How to escape from a burning vehicle

Road safety expert Eugene Herbert provides tips that could save your life

11 December 2019 - 16:12 By Motoring Reporter
It's worth keeping a glass-breaking device in your cubbyhole - just in case you find yourself trapped after an accident.
It's worth keeping a glass-breaking device in your cubbyhole - just in case you find yourself trapped after an accident.
Image: Supplied

A bus en route from Cape Town to Zimbabwe caught alight on the N1 north near William Nicol Drive in Johannesburg on Wednesday morning, leaving passengers stranded and traffic severely backed up.

The 44 passengers and crew managed to escape through the windows just as the bus became engulfed in flames, said emergency services.

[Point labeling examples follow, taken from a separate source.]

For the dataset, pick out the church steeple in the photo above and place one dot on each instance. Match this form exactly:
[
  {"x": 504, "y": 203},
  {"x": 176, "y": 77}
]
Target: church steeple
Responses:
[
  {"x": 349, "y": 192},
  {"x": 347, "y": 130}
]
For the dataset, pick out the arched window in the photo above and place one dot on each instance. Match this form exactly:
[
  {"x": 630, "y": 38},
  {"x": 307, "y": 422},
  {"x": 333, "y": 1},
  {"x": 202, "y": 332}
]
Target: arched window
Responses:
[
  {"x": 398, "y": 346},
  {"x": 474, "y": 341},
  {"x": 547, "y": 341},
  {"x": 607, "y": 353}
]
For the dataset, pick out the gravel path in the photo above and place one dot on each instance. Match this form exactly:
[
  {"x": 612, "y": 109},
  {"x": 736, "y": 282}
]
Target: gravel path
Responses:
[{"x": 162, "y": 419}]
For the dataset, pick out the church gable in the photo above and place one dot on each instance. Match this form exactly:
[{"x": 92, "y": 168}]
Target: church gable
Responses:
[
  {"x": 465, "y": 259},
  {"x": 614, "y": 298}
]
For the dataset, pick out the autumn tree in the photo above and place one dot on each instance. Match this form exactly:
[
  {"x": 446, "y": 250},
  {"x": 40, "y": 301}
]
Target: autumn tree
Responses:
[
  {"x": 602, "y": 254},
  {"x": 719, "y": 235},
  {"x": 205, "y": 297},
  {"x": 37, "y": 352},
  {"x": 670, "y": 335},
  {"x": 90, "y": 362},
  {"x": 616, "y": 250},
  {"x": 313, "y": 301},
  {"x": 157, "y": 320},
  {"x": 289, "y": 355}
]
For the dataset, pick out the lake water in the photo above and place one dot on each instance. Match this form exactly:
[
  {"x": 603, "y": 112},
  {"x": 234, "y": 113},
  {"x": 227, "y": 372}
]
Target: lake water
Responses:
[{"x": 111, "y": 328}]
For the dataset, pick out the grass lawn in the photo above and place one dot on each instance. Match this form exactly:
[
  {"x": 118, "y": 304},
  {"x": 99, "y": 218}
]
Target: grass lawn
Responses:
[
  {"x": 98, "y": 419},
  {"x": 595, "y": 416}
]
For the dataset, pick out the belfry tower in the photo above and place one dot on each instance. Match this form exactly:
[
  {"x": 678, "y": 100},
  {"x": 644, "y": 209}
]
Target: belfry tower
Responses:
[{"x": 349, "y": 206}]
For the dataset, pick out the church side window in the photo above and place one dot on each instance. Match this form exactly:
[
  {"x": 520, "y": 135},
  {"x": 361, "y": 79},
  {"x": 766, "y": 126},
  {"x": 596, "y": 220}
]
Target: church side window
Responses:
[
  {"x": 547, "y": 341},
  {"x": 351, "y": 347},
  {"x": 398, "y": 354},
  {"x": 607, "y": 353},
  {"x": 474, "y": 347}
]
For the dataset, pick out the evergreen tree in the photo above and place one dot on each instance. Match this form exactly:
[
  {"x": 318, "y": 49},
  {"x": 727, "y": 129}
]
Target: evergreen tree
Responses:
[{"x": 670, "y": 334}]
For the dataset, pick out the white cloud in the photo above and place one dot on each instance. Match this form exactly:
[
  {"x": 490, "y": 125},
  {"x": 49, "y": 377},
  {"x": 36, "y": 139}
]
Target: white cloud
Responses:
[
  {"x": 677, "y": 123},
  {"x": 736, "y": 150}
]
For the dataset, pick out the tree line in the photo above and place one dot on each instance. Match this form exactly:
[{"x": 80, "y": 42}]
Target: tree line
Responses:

No one was killed - but many others whose vehicles burst into flames are not so fortunate.

Eugene Herbert, managing director of advanced driver training company MasterDrive, told TimesLIVE that while it is not common, finding yourself in a burning vehicle is a possibility.

According to Herbert, the first line of defence is to rectify any risk factors in your vehicle.

“Regular services and maintenance will detect risk factors, such as fuses blowing or oil and other fluid leaks. Of your own accord, pay attention to sudden and dramatic changes in fuel and oil levels and engine temperature," he said.

“If, however, you still find yourself in this situation, react quickly but calmly. Get out of the vehicle as fast as possible. Some retailers sell kits that you can keep in your cubbyhole to help you get out of the car if you can’t open the door or window. They contain items to cut seatbelts and break windows. Know where these are and keep them within reach.” 

Follow these tips if you find yourself in this dangerous situation:

  • If you notice smoke coming out of the air vents, from under the vehicle or even inside the cabin, pull over immediately and turn off the ignition.
  • Exit the car immediately.
  • Do not attempt to extinguish the fire yourself - rather call for emergency help as it is likely to worsen the fire.
  • Alert oncoming traffic to the danger with hazard triangles.

If you are stuck in a car after a crash, you should do the following:

  • Before you even encounter an emergency, read your owner’s manual to check if there is an emergency reserve that can open the doors and windows if the engine fails or if there are any emergency handles.
  • Do not wait for emergency personnel to free you - time is of the essence.
  • Keep scissors in the cubbyhole so that if your seatbelt does not release, you can cut it off.
  • If you do not have scissors, put the top section of your seat as far down as you can and try to wiggle out of the seatbelt.
  • If your window shattered in the crash, you should be able to kick the glass out.
  • If a window did not break, you will need to break one. Do not break the front or rear windows as the glass is more difficult to break - rather select a side window.
  • Breaking a window in a car is very difficult. It's therefore worthwhile to keep a glass-breaking device in the cubbyhole
  • If you don't have one, look for something strong and slightly pointed at the end.
  • Try to break the window around the edges, not in the centre.

None of these methods are failproof, however. “Power is knowledge. If you think of the possibility and how to escape from it before it actually happens, it may guide your reactions more effectively,” added Herbert.